We left the Davies to head into town and meet up with Chloe Briggs and her father Chad, both longtime residents of the river—in their case the Elk River, just before it converges with the Mississippi. Chloe works at the local brewery, Aegir Brewing Co, a recent addition to the Elk River downtown. But according to Chloe, in just the last year and a few months, Aegir has really taken off and truly created something of a community and culture that was previously lacking. In fact, Aegir and the river itself, is the reason that Chloe has returned to Elk River after spending her undergraduate years in the Twin Cities and her graduate school years in Scotland.

We talked to Chloe and her father both about the changes in the art scene in Elk River. The loss of the Arts Alliance that previously provided space, facilities and opportunities for artists. Chad Briggs is a ceramic artist and has kept his own studio on the river for years. Chloe is a painter, and her sister is a writer. They know another metalworker who lives just down the way from them as well. Together they have dreams of establishing a river residency across their properties.

Perhaps if Chloe decides to stay in Elk River for the long haul all these dreams will come to fruition, but Chloe is a woman who needs multiple homes to feel grounded. She has a home in Scotland now with her partner still there, and a home in Elk River with her family. How the logistics of that will work out is yet to be seen.

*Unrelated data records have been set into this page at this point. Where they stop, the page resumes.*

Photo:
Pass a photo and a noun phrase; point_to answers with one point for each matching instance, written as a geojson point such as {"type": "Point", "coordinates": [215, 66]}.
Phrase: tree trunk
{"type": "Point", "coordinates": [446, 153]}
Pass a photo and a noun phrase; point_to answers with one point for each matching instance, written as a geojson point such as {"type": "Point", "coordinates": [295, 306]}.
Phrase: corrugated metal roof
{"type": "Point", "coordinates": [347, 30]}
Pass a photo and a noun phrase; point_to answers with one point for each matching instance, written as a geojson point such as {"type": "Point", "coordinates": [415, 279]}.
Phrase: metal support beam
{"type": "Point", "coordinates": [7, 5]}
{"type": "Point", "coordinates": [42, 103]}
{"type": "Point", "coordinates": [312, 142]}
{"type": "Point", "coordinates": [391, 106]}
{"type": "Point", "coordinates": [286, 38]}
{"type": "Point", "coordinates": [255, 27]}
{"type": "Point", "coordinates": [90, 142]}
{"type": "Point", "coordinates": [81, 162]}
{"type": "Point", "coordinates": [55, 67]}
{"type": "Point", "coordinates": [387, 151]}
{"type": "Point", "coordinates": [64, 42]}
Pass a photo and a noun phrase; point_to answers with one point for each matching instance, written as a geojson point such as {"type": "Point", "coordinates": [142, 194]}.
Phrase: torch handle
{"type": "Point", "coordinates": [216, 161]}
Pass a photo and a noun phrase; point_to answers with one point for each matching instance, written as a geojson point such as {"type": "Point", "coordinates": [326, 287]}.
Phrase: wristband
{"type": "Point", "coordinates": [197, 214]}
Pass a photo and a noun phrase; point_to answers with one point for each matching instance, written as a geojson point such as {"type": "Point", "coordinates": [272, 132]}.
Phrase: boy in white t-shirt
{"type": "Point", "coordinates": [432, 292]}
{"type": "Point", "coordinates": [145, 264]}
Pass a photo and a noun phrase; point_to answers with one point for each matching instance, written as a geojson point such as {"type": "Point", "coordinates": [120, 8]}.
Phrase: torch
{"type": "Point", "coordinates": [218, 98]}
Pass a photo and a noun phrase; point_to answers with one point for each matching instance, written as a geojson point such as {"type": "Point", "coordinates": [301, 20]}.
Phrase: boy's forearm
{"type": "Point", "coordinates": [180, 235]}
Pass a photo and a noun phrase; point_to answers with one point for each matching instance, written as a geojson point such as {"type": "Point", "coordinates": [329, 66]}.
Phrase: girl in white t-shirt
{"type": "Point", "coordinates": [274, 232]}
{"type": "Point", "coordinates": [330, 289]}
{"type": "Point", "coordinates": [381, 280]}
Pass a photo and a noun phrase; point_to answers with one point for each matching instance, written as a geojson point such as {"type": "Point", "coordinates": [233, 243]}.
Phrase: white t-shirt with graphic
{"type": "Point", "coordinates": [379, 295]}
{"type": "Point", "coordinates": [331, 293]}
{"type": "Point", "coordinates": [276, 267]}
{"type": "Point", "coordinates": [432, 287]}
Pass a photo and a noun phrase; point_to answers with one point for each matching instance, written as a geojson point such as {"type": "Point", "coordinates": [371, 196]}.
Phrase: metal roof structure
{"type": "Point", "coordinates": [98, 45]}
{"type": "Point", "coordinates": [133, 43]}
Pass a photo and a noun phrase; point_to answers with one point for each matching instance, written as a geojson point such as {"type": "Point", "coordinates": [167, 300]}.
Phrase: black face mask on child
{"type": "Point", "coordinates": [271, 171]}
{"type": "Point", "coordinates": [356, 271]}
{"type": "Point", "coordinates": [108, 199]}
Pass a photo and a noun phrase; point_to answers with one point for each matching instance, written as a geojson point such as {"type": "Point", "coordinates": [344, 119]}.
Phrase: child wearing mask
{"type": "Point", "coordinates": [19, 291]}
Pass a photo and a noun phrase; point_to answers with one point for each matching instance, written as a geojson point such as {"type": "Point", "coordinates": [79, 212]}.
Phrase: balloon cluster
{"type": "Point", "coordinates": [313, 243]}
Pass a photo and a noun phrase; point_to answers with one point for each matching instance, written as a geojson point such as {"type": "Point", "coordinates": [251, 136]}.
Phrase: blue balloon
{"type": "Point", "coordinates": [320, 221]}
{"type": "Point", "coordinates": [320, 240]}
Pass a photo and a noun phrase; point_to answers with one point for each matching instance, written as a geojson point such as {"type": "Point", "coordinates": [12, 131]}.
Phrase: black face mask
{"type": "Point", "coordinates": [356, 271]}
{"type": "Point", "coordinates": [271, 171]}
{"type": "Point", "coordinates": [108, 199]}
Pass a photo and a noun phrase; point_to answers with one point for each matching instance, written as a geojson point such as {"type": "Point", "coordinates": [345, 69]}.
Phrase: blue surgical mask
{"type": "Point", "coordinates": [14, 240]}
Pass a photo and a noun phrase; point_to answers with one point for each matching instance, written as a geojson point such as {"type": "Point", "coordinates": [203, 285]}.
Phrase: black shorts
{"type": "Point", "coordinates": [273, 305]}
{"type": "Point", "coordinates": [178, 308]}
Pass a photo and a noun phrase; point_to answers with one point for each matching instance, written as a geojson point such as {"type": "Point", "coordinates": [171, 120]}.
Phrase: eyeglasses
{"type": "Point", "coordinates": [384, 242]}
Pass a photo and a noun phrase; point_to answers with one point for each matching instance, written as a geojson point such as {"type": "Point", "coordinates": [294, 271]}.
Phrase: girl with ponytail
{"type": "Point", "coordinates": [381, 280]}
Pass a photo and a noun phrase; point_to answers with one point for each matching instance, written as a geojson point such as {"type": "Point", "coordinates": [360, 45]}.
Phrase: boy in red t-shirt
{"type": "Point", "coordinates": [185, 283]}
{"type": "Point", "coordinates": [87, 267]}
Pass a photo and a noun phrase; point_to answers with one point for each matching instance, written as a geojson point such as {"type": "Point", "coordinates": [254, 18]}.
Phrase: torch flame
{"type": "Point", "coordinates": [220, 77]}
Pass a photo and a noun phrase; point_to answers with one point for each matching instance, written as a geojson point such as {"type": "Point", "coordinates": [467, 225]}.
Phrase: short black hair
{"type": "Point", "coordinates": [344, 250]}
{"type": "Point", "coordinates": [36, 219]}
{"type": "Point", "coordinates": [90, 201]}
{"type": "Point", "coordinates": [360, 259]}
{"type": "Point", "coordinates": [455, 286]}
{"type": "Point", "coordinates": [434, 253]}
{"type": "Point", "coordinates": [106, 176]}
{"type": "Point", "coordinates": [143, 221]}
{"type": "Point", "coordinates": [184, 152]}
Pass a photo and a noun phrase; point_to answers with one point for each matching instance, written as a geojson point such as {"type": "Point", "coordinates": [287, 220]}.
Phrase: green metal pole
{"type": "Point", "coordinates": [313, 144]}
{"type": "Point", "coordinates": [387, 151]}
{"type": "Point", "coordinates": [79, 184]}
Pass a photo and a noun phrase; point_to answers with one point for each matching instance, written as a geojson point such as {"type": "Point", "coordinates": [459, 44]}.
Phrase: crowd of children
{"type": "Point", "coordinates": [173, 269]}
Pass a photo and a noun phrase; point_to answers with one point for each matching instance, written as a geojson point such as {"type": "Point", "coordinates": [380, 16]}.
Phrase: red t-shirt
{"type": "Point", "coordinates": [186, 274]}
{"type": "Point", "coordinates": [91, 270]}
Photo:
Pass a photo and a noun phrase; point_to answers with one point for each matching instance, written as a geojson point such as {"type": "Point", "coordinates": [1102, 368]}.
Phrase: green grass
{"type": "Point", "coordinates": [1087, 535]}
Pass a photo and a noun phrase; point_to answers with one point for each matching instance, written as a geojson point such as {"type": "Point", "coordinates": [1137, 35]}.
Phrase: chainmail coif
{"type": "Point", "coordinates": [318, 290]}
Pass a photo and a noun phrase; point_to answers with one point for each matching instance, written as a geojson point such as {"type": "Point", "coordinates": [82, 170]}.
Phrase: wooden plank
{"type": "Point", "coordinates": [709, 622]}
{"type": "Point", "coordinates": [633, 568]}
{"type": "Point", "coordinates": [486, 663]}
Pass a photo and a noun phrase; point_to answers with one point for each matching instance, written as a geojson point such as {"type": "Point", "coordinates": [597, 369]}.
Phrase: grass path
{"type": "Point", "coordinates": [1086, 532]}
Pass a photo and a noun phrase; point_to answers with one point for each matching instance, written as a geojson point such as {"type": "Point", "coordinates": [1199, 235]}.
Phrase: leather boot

Later this afternoon we met up with Pastor Nathan Mugaas, shepherd of Elk River Lutheran Church and also our partner in organizing Relay here in Elk River. He led us up to his “corner office” on the second floor of the church. You see, the church is retrofitted into an old bank in the downtown of Elk River, so the corner office is quite a literal aspect of the architecture. We spoke about Nathan’s calling, his family, has path from North Dakota to Minnesota. He gave us a tour of the myriad collected items in his office—from Star Wars memorabilia, to a Jesus action figure, to the Book of Concord (Confessions of the Lutheran Church), to a disco ball, to the latest Richard Rohr book, to an oversized microphone. Later that night, just after a well-attended storytelling event at the church, Pastor Nathan asked if I’d ever heard of “perichoresis” — this word that describes a Greek tradition of three dancers interweaving into a blur, a word that has been adopted in the Christian tradition to describe the Trinity, how God the Father, the Son and the Holy Spirit are in us, dancing perhaps, within us.

I believe Pastor Nathan was seeing the spirit of the movement we are after in this Relay, seeing this spirit from the people we convened with, seeing it converging, dancing, and that in this, we are blessed.